Avec un peu de chance, on m'aurait changée de collège.
C'était une spirale dans laquelle je m'enfonçais, et la seule issue était le fond.
Il aura fallu que ma mère voie les traces sur mon poignet pour que je réalise à quel point je m'étais égarée. À partir du moment où j'ai vu ses yeux s'ouvrir grands après qu'un mouvement innocent a fait remonter ma manche, la spirale a cessé de m'aspirer et m'a rejetée vers le haut. Tout à coup, j'ai vu l'absurdité de mon raisonnement, les vraies conséquences qu'un tel geste aurait, et la trivialité des problèmes qui me semblaient tellement insurmontables. Avant même qu'elle ait ouvert la bouche pour me demander ce que j'avais au poignet, c'était fini. Et la honte s'est installée.

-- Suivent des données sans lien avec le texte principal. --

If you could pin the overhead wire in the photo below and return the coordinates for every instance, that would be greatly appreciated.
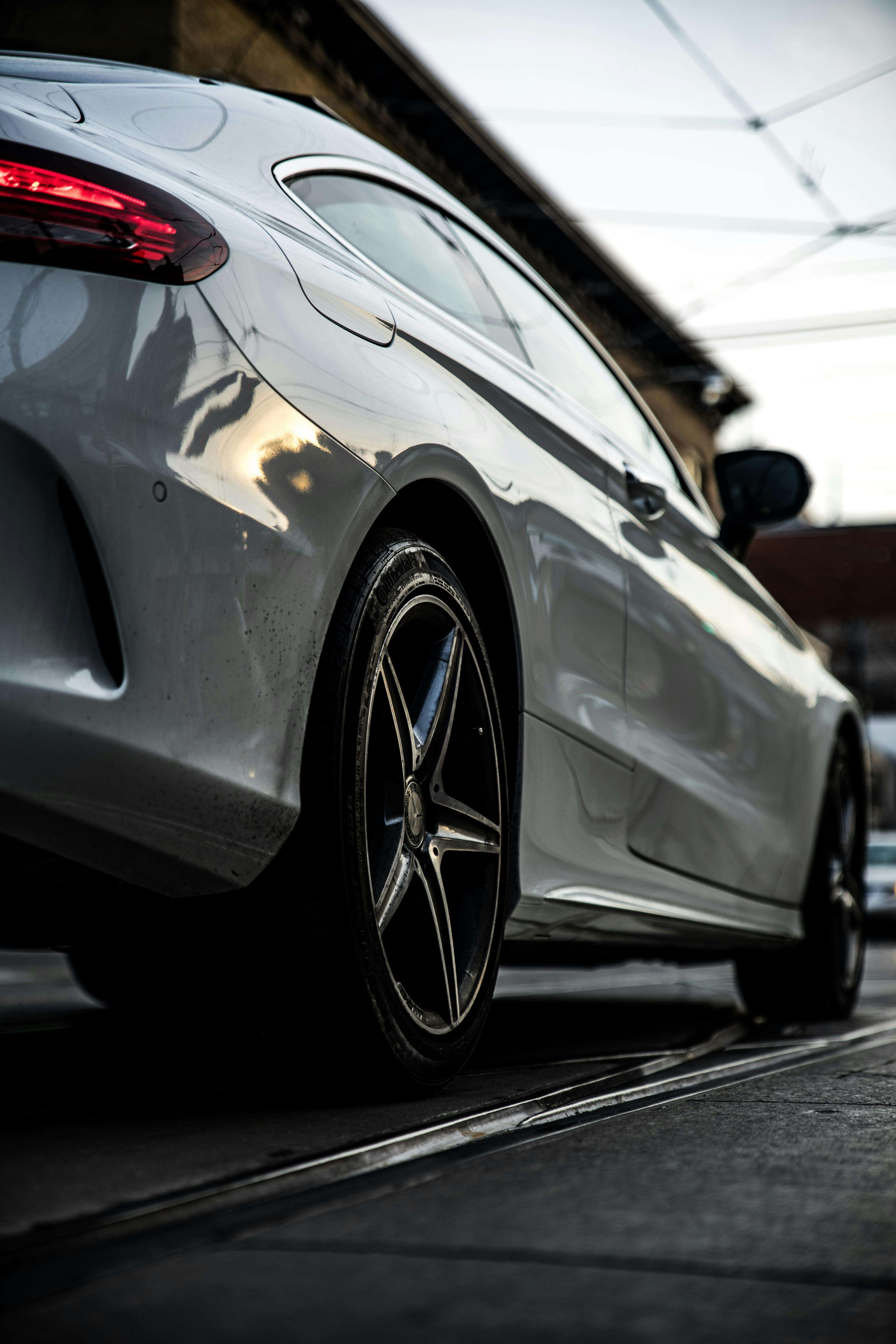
(752, 119)
(672, 122)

On en parle si souvent dans les journaux, dans les cours d'école, à la boulangerie. De ces jeunes filles qui menacent de se suicider pour faire parler d'elles. Elles sont si ridicules, ces "attention whores" comme on les appelle. Elles sont tout en bas de l'échelle, les plus méprisables des êtres méprisables, qui ne reculeraient devant rien pour qu'on les remarques.
Pourtant la détresse est bien là. Elle n'est pas fondée, elle n'a pas lieu d'être, mais comme les vrais malheureux, l'attention whore pleure la nuit dans son lit. La difficulté est de lui faire comprendre que sa douleur est de sa propre invention.

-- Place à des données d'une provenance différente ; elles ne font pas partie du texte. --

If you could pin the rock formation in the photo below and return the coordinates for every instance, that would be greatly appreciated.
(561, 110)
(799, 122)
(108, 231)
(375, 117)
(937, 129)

C'est un mal de vivre que seuls les enfants qui ne manquent de rien peuvent se permettre. Quand Madame Smith fait une dépression, son médecin lui prescrit des anti-anxiolitiques. Quand Melinda fait une dépression, il faut trouver un cutter dans sa table de nuit pour lui prescrire les mêmes.
Pourtant, leurs problèmes sont tout aussi importants.